Pretty much me on squat day.

I also acquired a ‘crunchy’ (albeit pain free) left knee even though the foot, knee, and hip positions were structurally sound.

I began to tell myself that, perhaps, squatting wasn’t for me. I happened to be training for the Dragon Door: Progressive Calisthenics Certification, which includes 40 body weight squats, so I thought, “Ok, I’ll keep messing with squats until the Century Test is over, then put them to bed, maybe forever.” So, as a last ditch effort to save my squat, I started royally f*#king with my foot position.

What I discovered blew my mind and has changed the way I will exercise FOREVER.

Hell Yeah Baby Meme

I discovered I could obtain a COMFORTABLE short foot position by adjusting my heels as opposed to my toes. This ‘back door’ to the short foot position has resolved my calcaneal eversion, eliminated the bony end feel during deep knee flexion/ankle dorsiflexion, increased active ankle dorsiflexion, and reduced the Cap’n Crunch sounds from inside my left knee. And guess what, kids? I can ALREADY see a major difference in the structure of my natural arch.

Here’s how it works (with photos):

Beginning in a traditional squat stance, feet under hips (or slightly wider), toes pointing straight ahead, ground the forefoot (the toes and metatarsalphalangeal joints) to the floor. Gently shift your weight forward onto the forefoot and lift the heels slightly. Then, using the hip external rotators (think glutes and deeper), adjust the heels medially (towards each other) and place them back onto the floor. Big and little toe joints must remain in contact with the floor, and you should have the center of your heel on the ground.

ReverseShortFootStep1

ReverseShortFootStep2

Reverse Short Foot Step3

 
There are several things I really like about this Reverse Short Foot Technique (totally official nomenclature):

1. Other methods of finding a proper foot position for the squat/exercise require you lift the front of the foot off the floor, throwing your weight onto your heels.
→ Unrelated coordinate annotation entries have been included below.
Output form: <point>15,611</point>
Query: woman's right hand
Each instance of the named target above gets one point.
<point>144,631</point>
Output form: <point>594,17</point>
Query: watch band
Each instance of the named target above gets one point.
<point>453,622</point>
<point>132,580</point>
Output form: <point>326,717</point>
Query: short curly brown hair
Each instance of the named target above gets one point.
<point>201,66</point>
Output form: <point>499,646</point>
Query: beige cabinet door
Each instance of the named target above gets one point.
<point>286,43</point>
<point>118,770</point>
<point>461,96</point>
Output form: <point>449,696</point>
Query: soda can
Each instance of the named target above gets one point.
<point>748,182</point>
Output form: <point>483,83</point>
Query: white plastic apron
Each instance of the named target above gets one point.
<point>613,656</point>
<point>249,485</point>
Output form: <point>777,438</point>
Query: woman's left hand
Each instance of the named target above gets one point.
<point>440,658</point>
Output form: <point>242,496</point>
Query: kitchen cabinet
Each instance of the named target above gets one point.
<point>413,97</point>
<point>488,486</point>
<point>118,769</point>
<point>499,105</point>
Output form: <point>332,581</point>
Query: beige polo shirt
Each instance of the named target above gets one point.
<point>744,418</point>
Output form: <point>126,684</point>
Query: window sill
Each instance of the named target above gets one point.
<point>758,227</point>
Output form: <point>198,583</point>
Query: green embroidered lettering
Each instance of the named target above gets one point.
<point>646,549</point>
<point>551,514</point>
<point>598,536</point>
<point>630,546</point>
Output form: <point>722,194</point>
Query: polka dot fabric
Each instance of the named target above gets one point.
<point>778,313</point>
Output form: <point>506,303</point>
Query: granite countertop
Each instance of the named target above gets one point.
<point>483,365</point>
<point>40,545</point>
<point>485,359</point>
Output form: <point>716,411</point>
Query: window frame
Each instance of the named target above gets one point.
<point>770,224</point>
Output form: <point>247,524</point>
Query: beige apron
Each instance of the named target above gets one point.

When using Reverse Short Foot you get to keep your proprioceptively rich connection of the forefoot and toes on the floor.

2. With the forefoot securely grounded before adjustments are made, losing contact between the big toe joint and the floor, and the temptation to overcompensate by rolling the foot into eversion are limited.

3. You can access the deep hip rotators and let the hips dictate the foot position (as opposed to the tibia – making it less likely you will grind your knees into dust).

4. Reseating the calcaneus with slight external rotation of the entire leg brings the rear foot in line with the mid-foot which can open up additional space on the lateral side of the ankle allowing the talus to glide more freely during dorsiflexion.

After a few weeks of challenging this new foot position in single leg stance, squatting, and RDLs I saw some pretty impressive changes to my bi-lateral hallux valgus (bunions) and ability to balance without rocking into pronation or eversion. Last week, I challenged my foot position further by practicing my pistol and wushu squat, and holy hell that new foot position is really starting to stick around long after my workouts!

Beth Konopka Bergmann Wushu Squat

If you’ve ever had challenges with the traditional short foot technique I encourage you to give this a try!